20 And you shall command the children of Israel, and they shall take to you pure olive oil, crushed for lighting, to kindle the lamps continually.

Rashi explains that Tamid means continually, that is every day. This is similar to the korbon tamid which is brought every day at the appropriate time.

continually: Heb. תָּמִיד. [Since it burns] every night, it is called תָּמִיד, as you say: “a continual burnt offering” (עֹלַת תָּמִיד)” (Exod. 29:42, Num. 28:6), [which is called “continual”] although it is [offered up] only from day to day. Similarly, concerning the flat pan meal offering [of the Kohen Gadol, the word] תָּמִיד is mentioned although it is [offered up] only half in the morning and [the other] half in the evening. [The word] תָּמִיד mentioned concerning the showbread (Exod. 25:30), however, [literally] means from Sabbath to Sabbath [i.e., continually].

Jewish Virtual Library explains this as a remembrance of the menorah as well as the incense altar.
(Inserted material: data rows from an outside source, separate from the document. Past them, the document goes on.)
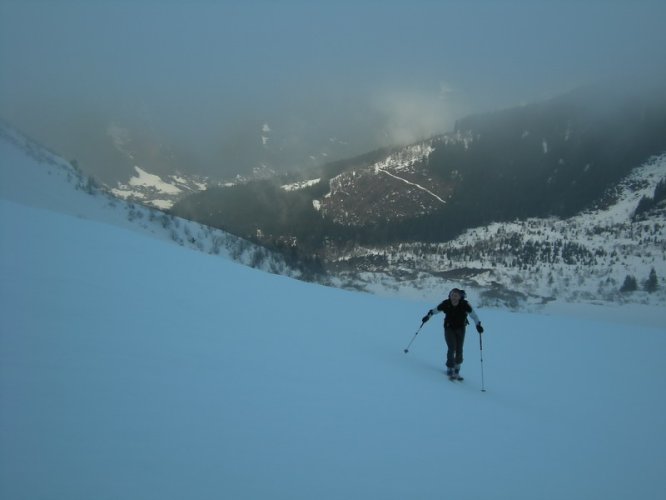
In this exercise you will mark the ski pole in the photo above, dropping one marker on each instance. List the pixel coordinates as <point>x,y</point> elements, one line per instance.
<point>414,337</point>
<point>483,387</point>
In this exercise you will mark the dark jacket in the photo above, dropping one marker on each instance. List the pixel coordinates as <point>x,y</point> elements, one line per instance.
<point>456,316</point>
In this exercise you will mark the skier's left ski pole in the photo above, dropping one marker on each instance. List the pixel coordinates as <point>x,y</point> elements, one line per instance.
<point>413,338</point>
<point>483,387</point>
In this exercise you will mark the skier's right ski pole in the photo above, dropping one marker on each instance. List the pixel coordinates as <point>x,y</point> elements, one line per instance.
<point>414,337</point>
<point>483,387</point>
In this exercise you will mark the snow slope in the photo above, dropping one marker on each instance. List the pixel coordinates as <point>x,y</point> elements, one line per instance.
<point>132,368</point>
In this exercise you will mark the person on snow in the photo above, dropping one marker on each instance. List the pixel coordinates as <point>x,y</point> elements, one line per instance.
<point>455,310</point>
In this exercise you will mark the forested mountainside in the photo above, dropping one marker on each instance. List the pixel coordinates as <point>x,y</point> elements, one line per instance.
<point>554,158</point>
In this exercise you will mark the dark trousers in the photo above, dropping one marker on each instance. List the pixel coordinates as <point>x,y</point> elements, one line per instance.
<point>455,338</point>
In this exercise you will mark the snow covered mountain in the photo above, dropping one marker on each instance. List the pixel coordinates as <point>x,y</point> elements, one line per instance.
<point>134,368</point>
<point>585,257</point>
<point>525,205</point>
<point>153,190</point>
<point>31,174</point>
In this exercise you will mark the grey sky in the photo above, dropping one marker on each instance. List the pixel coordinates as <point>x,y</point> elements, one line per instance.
<point>357,73</point>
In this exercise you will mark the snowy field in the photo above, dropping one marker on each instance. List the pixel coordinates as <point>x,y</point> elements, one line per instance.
<point>133,368</point>
<point>136,369</point>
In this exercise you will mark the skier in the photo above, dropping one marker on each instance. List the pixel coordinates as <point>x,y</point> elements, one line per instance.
<point>455,310</point>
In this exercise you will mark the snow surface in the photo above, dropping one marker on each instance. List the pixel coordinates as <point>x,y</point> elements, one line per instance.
<point>133,368</point>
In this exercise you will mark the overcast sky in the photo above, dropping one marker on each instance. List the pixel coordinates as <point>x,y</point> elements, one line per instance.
<point>360,73</point>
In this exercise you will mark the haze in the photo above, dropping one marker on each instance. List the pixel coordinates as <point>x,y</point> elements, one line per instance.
<point>230,86</point>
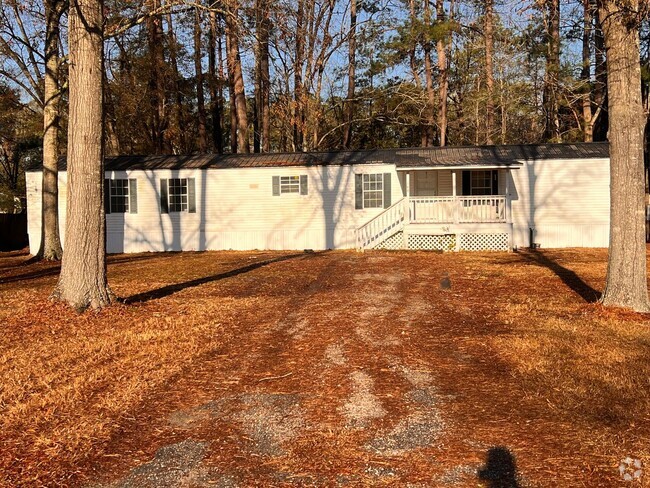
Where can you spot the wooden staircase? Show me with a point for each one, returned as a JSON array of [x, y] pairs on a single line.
[[383, 226]]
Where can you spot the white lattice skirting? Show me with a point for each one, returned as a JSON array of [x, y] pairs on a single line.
[[396, 241], [484, 242], [447, 242]]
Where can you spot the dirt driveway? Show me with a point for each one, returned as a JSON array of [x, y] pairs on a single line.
[[346, 369]]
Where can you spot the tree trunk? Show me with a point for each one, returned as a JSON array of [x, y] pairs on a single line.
[[50, 248], [441, 47], [298, 117], [216, 103], [429, 130], [585, 74], [265, 79], [261, 123], [626, 284], [600, 87], [200, 99], [414, 43], [352, 65], [236, 78], [82, 282], [156, 87], [173, 60], [551, 85], [489, 69]]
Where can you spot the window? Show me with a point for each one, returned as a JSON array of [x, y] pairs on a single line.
[[120, 196], [119, 190], [178, 195], [481, 183], [296, 185], [289, 184], [373, 191]]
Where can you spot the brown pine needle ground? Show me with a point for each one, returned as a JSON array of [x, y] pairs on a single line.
[[324, 369]]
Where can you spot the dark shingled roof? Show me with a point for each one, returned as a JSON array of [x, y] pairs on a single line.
[[403, 158]]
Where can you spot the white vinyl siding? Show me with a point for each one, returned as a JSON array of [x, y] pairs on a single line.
[[565, 202], [235, 209]]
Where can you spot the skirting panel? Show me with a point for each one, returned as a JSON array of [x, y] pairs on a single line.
[[484, 242], [445, 242], [396, 241]]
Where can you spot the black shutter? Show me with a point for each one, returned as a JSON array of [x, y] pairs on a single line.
[[107, 196], [133, 196], [387, 190], [191, 195], [303, 185], [467, 183], [358, 191], [164, 200]]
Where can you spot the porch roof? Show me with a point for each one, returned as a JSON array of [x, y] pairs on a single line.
[[403, 159]]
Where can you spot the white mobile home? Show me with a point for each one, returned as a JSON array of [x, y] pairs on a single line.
[[451, 198]]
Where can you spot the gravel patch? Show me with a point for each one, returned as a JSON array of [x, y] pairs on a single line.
[[370, 339], [417, 378], [187, 419], [175, 465], [334, 354], [458, 475], [415, 431], [363, 405], [381, 471], [271, 420]]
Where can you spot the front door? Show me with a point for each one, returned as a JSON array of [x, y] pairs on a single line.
[[426, 183]]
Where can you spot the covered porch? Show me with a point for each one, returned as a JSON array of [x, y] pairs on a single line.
[[456, 195]]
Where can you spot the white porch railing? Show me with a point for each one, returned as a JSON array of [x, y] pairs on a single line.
[[384, 225], [466, 209]]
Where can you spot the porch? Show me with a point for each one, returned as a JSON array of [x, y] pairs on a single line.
[[445, 209]]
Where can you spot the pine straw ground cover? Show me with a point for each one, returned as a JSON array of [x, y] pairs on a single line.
[[324, 369]]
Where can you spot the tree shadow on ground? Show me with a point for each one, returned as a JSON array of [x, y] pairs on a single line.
[[176, 287], [568, 277], [500, 470], [53, 268]]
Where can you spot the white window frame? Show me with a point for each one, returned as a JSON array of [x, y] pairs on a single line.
[[485, 190], [183, 204], [367, 190], [112, 186], [290, 185]]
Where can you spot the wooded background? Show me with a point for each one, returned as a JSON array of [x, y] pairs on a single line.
[[298, 75]]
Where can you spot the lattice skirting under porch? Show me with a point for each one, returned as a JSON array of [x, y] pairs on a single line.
[[396, 241], [447, 242], [484, 242]]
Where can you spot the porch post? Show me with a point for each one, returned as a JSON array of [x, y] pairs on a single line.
[[507, 173], [407, 212], [453, 194]]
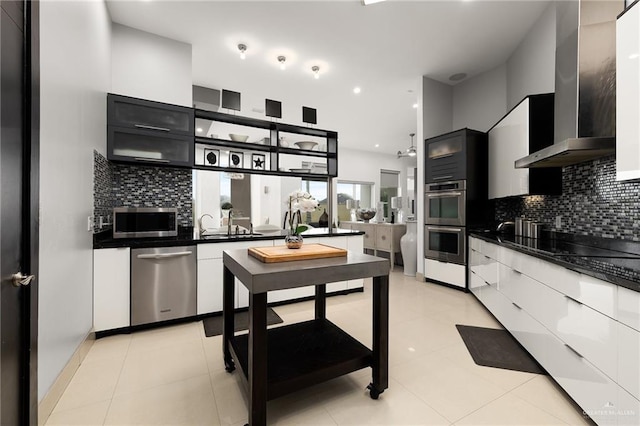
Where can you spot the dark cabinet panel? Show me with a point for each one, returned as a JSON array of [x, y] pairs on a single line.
[[147, 115], [147, 146]]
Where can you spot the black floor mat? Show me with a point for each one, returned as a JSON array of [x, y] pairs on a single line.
[[491, 347], [213, 325]]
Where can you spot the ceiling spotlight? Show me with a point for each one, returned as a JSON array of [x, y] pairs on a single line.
[[409, 152], [242, 48]]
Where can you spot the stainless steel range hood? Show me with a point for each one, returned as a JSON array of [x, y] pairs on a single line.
[[585, 84]]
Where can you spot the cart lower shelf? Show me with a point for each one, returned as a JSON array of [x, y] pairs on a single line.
[[303, 354]]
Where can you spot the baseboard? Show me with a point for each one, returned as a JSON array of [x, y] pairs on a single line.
[[49, 401]]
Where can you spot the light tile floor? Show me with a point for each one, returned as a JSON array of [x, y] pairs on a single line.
[[175, 375]]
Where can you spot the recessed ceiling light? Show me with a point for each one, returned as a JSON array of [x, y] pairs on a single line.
[[459, 76], [282, 61]]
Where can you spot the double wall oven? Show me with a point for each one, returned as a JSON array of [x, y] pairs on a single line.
[[445, 221]]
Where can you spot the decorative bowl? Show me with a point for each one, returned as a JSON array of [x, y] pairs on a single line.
[[238, 138], [366, 214], [308, 145]]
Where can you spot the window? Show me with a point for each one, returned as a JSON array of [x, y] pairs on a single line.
[[359, 191]]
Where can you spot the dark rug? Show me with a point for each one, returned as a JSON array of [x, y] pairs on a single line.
[[213, 325], [491, 347]]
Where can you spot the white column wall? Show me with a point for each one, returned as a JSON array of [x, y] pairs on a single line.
[[75, 77]]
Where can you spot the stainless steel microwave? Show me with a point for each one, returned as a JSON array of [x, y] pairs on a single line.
[[140, 222]]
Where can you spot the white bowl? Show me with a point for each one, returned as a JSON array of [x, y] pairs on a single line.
[[308, 145], [238, 138]]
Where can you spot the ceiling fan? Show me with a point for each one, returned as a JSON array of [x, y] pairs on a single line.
[[409, 152]]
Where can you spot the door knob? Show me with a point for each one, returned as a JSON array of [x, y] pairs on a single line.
[[20, 279]]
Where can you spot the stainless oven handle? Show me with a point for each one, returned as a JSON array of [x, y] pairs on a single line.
[[164, 255], [154, 160], [445, 194], [439, 228], [144, 126]]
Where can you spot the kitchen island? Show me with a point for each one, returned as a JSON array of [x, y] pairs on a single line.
[[284, 359]]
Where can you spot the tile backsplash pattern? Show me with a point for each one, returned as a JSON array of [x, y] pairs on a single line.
[[144, 186], [592, 203]]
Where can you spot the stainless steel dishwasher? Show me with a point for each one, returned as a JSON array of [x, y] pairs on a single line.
[[163, 284]]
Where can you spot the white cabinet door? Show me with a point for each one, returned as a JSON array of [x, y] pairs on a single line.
[[209, 286], [111, 288], [509, 141], [629, 359], [628, 95]]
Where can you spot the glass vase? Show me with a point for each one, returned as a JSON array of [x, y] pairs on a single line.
[[293, 241]]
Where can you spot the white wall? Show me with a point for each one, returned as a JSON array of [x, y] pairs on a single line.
[[75, 76], [480, 102], [531, 67], [151, 67]]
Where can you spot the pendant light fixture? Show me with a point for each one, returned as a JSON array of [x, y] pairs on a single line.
[[409, 152]]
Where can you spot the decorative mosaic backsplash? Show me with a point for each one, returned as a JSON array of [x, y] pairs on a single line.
[[592, 203], [125, 185]]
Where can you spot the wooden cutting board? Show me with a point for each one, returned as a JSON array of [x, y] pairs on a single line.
[[306, 252]]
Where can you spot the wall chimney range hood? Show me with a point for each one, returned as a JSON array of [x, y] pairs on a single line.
[[585, 84]]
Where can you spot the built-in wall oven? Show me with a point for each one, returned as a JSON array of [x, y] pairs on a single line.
[[445, 243], [445, 220], [445, 203]]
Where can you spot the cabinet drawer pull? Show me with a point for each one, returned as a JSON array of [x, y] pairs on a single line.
[[144, 126], [574, 351], [154, 160], [572, 299]]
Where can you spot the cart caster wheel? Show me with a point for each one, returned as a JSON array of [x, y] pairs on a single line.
[[373, 392]]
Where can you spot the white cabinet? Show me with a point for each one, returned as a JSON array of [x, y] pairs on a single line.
[[582, 330], [111, 290], [509, 141], [628, 95], [527, 128], [380, 236]]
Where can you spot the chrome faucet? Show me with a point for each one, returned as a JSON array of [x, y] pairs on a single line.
[[202, 229]]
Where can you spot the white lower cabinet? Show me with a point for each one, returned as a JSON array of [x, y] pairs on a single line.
[[111, 290], [569, 323]]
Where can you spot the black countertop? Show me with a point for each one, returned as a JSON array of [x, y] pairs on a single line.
[[615, 261], [187, 236]]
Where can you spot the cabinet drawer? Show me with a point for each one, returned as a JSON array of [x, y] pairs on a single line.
[[629, 359], [383, 238], [146, 146], [588, 386], [148, 115], [629, 307]]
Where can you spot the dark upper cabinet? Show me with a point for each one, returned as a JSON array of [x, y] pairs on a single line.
[[141, 131], [458, 155], [124, 111]]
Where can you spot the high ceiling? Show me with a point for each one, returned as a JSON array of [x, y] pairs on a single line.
[[383, 48]]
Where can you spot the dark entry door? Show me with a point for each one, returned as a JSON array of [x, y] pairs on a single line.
[[18, 211]]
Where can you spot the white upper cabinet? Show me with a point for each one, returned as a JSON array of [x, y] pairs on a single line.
[[527, 128], [628, 95]]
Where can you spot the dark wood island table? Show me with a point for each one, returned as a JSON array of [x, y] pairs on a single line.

It is often associated with the menorah, the seven-branched lamp stand which stood in front of the Temple in Jerusalem. It is also associated with the continuously-burning incense altar which stood in front of the ark (see First Kings, chapter 6). Our sages interpreted the Ner Tamid as a symbol of God's eternal and imminent Presence in our communities and in our lives.

Chabad.org says that the custom is referenced as a universal custom in the fifteenth century.

Although the origins of this custom have been lost, the anonymous work known as the Kol Bo (published in the late 15th century) records that it was a universal custom in his days. He writes that the reason for the light is to give honor to the Divine Presence that rests wherever a quorum of Jews gather to pray.